UK borrowing costs surged close to 27-year highs yesterday amid claims that Britain is ‘drifting without an anchor’ and facing a ‘moron premium’.
The latest sell-off in government bonds, known as gilts, piled fresh pressure on Rachel Reeves ahead of this autumn’s Budget following a weekend in which she was warned she could require a 1970s-style IMF bailout.
It saw yields on 30-year gilts – which rise as prices fall – climb to over 5.6 per cent, a whisker away from a peak in April when they hit the highest level since 1998.
And the gloom spread to the stock market as Deutsche Bank experts sounded the alarm over rising unemployment and consumer caution.
Shadow Chancellor Mel Stride said of the gilts sell-off: ‘This is what happens when you spend and borrow like there’s no tomorrow.’
Simon French, chief economist at City broker Panmure Liberum, said a ‘moron premium’ on borrowing – a term first used to describe bond market reaction to Liz Truss’s disastrous 2022 mini-Budget – had made a comeback since Ms Reeves’ Spring Statement.
‘Bond market pricing suggests UK fiscal policy is drifting without an anchor,’ Mr French said.
The gilt moves yesterday partly reflected wider global bond market jitters.
But they also represented a less than favourable verdict on Labour’s reported decision to bring in Left-wing pensions minister Torsten Bell to help write the Budget.
Julian Jessop, economics fellow at the Institute of Economic Affairs, a free market think-tank, said markets were ‘not thrilled’ about Mr Bell having a bigger say ‘presumably because this makes spending cuts even less likely’.
The Chancellor is dependent on investors who finance Britain’s borrowing by buying gilts – but are now worried about her ability to balance the books as forecasts suggest she faces a financial black hole of up to £50billion.
And on Friday, ratings agency Fitch sounded the alarm over the success of Labour backbenchers recently in derailing welfare reforms and winter fuel payment cuts – which it said had increased the risks of her failing to make the sums add up.
Leading economists warned over the weekend that Ms Reeves could be on course to follow in the footsteps of a previous Labour Chancellor, Denis Healey, who was forced to go cap in hand to the International Monetary Fund in 1976.
Ms Reeves looks increasingly likely to respond to the pressure by staging a mammoth tax raid.

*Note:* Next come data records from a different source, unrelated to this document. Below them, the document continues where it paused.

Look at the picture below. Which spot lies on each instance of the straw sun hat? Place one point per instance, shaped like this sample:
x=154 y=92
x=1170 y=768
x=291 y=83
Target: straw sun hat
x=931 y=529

Speculation suggests the Chancellor could target pensions, property sales, or inheritance tax – or hike taxes for hard-working families by stealth by freezing income tax thresholds.
But critics say that risks doing even more damage and Labour must instead make cuts.

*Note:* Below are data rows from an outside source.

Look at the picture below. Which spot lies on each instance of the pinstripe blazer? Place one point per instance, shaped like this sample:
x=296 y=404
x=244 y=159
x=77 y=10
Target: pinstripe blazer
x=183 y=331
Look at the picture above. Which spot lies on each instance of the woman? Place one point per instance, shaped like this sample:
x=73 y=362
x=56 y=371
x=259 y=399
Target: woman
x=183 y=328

Tory business spokesman Andrew Griffith said the latest increase in gilt yields showed that ‘Labour’s reckless spending is hammering taxpayers’.

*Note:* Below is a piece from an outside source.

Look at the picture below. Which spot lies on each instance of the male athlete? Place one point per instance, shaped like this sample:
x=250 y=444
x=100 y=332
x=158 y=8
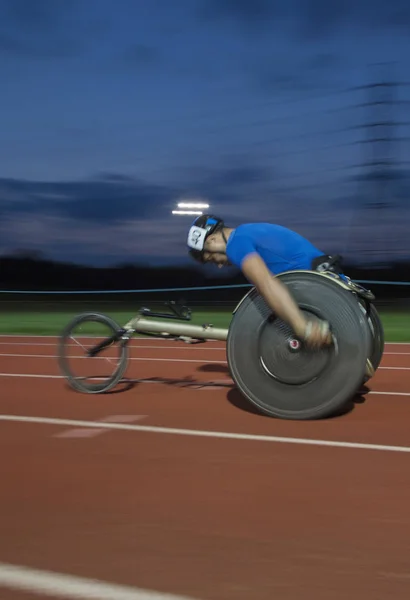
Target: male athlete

He added: ‘Every time this rate goes up, it’s an even heavier burden on the shoulders of the next generation. We’ve got a huge problem on our hands, and cutting spending is the only way to solve it.’
The fear is that further tax hikes could add to the damage already done by the Chancellor in her previous Budget, when she announced a £25billion raid on employer national insurance.
That has made it more expensive for employers to hire – especially affecting low-paid or part-time staff – and been blamed for a rise in unemployment.
Yesterday, analysts at Deutsche Bank said the stage was set for what had been a brighter period for the jobs market to come to an end.
‘The end of 2024 and early 2025 are likely to have been a sweet spot with real wage growth set to slow and fear of unemployment set to build from here,’ they said.
Deutsche’s experts said that consumer confidence appeared to ‘remain subdued’ and that according to its ‘fear index’ of economic indicators ‘things may be getting worse’.
That helped send UK retail shares sliding, with Primark owner Associated British Foods down 4 per cent, B&Q owner Kingfisher off by 4.3 per cent and Wickes by 8.6 per cent.
The FTSE 100 index of leading stocks retreated from a record closing high seen last week, falling by 55.6 points or 0.6 per cent.